Somebody fucking kill me. This fucking long-haired freak-ass social worker piece of shit should have been put against a wall and shot. Instead three supposedly grown men running for President got down on their knees and kissed his hairy hippie ass.
Here is how I would have answered the question:
“What you can expect from me, as your symbolic father, is a nice ass whipping. I don’t mean a little swat where your butt turns pink for a few moments. No, I mean a good ass beating until blood runs down your legs. You see, so long as you live under my roof and I’m the one filling your needs then you are going to live by my rules. I’m going to take you money and property, physically and emotionally abuse you and fuck your daughters if they are good looking. When you grow up and move out, that is to say, when you become capable of providing for yourself, then I will leave you alone. But you can come home to visit every April 15th. I’m still going to need your money to care for the children who haven’t left home yet.”
Die hippie! Die!
To understand is not to excuse: No president should have the powers President Bush has sought and seized during the last seven years. But after 9/11 and Katrina, what rationally self-interested chief executive would hesitate to centralize power in anticipation of crisis? That pressure would be hard to resist, even for a president devoted to the Constitution and respectful of the limited role the office was supposed to play in our system of government.
In the current presidential race, none of the major-party candidates comes close to fitting that description. Aside from the issue of torture, there’s very little daylight between John McCain and George W. Bush on matters of executive power. For her part, Hillary Clinton claims she played a key role in her husband’s undeclared war against Serbia in 1999. “I urged him to bomb,” she told Talk magazine that year. In 2003 she told ABC’s George Stephanopoulos: “I’m a strong believer in executive authority. I wish that, when my husband was president, people in Congress had been more willing to recognize presidential authority.”
Barack Obama has done more than any candidate in memory to boost expectations for the office, which were extraordinarily high to begin with.

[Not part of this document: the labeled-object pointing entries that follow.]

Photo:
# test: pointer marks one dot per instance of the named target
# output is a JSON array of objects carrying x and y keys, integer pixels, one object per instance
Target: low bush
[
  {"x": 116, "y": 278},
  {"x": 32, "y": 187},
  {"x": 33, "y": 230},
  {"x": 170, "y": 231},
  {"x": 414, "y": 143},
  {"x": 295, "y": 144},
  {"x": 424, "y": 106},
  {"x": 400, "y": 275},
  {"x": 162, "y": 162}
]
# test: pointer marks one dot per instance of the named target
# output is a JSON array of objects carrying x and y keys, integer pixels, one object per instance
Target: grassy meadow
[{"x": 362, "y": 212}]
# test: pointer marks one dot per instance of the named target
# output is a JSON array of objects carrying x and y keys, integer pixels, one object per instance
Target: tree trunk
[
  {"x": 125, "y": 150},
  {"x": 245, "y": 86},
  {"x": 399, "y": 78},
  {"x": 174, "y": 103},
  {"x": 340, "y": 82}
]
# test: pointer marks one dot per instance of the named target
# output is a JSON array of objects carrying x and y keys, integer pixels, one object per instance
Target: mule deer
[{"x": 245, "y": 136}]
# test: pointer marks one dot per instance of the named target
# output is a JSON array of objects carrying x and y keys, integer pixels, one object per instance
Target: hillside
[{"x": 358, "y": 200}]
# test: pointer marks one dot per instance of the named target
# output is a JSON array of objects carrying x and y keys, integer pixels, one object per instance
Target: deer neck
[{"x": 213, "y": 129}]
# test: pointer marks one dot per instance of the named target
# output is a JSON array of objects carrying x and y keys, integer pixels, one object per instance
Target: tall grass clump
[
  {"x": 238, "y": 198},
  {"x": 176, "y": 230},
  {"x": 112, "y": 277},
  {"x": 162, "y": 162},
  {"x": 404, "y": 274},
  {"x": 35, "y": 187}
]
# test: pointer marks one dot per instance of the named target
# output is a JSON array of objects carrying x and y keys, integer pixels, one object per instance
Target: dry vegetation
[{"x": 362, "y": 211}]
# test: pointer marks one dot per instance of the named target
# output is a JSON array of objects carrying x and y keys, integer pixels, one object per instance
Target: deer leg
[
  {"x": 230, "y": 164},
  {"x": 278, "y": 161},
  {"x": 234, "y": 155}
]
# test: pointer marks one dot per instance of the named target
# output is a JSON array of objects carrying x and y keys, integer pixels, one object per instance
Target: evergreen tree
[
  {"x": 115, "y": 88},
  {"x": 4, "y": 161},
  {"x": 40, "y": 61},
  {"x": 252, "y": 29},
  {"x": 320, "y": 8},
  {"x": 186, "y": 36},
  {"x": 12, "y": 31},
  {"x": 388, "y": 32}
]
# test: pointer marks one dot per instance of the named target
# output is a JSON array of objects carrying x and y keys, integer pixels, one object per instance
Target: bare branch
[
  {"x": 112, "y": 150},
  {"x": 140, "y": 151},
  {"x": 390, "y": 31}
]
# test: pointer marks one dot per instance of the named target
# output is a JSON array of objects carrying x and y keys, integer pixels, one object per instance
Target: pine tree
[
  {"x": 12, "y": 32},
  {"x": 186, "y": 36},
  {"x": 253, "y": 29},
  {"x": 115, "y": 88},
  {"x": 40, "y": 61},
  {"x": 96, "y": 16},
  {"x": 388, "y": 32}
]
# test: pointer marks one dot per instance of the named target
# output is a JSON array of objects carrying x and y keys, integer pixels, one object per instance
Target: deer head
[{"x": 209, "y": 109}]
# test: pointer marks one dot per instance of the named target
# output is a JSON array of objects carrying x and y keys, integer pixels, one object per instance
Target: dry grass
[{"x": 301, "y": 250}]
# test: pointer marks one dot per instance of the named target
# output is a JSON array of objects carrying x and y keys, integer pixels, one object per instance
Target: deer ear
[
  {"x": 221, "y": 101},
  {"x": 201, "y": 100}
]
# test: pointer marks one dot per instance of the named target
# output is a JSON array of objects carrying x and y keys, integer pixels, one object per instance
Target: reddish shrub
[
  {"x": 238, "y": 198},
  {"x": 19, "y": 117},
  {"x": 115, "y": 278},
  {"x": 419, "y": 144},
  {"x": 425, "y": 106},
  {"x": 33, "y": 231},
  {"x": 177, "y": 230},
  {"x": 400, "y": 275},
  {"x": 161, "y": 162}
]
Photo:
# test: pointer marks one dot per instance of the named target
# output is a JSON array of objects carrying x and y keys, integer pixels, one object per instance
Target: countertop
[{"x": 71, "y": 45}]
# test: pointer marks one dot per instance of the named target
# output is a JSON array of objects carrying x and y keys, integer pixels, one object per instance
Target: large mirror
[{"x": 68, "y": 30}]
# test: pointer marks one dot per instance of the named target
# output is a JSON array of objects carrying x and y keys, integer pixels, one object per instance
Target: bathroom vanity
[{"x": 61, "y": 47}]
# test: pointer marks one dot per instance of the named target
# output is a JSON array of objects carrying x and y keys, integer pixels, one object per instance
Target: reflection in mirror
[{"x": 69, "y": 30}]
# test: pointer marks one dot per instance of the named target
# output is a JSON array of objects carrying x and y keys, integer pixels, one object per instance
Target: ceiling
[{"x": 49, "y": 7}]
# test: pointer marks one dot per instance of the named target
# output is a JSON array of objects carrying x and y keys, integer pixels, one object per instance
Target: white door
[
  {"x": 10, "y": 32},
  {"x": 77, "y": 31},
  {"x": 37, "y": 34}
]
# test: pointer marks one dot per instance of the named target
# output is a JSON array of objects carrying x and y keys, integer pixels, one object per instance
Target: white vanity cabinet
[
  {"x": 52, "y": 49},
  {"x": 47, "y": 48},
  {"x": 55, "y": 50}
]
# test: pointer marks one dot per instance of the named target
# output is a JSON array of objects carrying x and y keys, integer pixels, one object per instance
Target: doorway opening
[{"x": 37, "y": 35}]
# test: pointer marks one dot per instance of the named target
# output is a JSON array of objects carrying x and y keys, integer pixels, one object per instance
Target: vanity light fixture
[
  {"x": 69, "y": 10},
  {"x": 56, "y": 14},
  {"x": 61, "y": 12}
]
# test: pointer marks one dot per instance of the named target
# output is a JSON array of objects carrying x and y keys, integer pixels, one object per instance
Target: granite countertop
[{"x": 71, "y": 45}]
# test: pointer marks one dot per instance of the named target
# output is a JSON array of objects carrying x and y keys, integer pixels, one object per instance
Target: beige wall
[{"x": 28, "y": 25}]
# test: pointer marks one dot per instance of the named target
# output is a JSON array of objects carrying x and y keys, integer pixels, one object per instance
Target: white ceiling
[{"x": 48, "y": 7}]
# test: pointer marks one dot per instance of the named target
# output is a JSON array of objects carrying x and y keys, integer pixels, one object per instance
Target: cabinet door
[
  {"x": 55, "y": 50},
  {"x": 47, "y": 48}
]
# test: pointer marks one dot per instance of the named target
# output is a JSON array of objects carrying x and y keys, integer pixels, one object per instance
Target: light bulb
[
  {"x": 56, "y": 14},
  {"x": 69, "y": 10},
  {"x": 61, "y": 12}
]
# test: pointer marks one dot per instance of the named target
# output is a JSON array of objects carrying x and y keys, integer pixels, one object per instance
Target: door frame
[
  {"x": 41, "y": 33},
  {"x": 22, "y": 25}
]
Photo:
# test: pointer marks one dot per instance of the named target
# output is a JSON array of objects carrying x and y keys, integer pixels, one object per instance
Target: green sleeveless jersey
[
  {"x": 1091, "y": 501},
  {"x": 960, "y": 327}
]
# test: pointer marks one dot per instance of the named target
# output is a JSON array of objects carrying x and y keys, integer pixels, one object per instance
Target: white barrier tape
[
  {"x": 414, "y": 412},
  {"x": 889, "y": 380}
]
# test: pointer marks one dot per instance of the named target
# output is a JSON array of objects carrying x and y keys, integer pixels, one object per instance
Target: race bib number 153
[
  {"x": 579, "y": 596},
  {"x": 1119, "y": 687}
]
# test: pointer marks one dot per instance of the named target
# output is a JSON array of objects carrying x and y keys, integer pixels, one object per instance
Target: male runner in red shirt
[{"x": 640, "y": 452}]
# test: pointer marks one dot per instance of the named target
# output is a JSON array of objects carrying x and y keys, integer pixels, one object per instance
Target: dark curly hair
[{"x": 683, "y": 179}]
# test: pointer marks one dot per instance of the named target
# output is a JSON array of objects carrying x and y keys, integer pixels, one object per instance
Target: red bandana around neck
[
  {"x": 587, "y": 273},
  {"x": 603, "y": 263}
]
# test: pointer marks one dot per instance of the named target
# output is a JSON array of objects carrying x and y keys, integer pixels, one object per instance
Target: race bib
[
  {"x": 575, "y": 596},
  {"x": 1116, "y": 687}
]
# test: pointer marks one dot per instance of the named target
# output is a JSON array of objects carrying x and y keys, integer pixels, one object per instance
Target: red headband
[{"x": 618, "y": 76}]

Obama’s stated positions on civil liberties may be preferable to McCain’s, but would it matter? If and when a car bomb goes off somewhere in America, would a President Obama be able to resist resorting to warrantless wiretapping, undeclared wars, and the Bush theory of unrestrained executive power? As a Democrat without military experience, publicly perceived as weak on national security, he’d have much more to prove.
“I urged him to bomb”? Was this before or after the sniper fire?
No matter how you look at it, thanks to you spineless, needy, pussyfied citizens out there we are all fucked.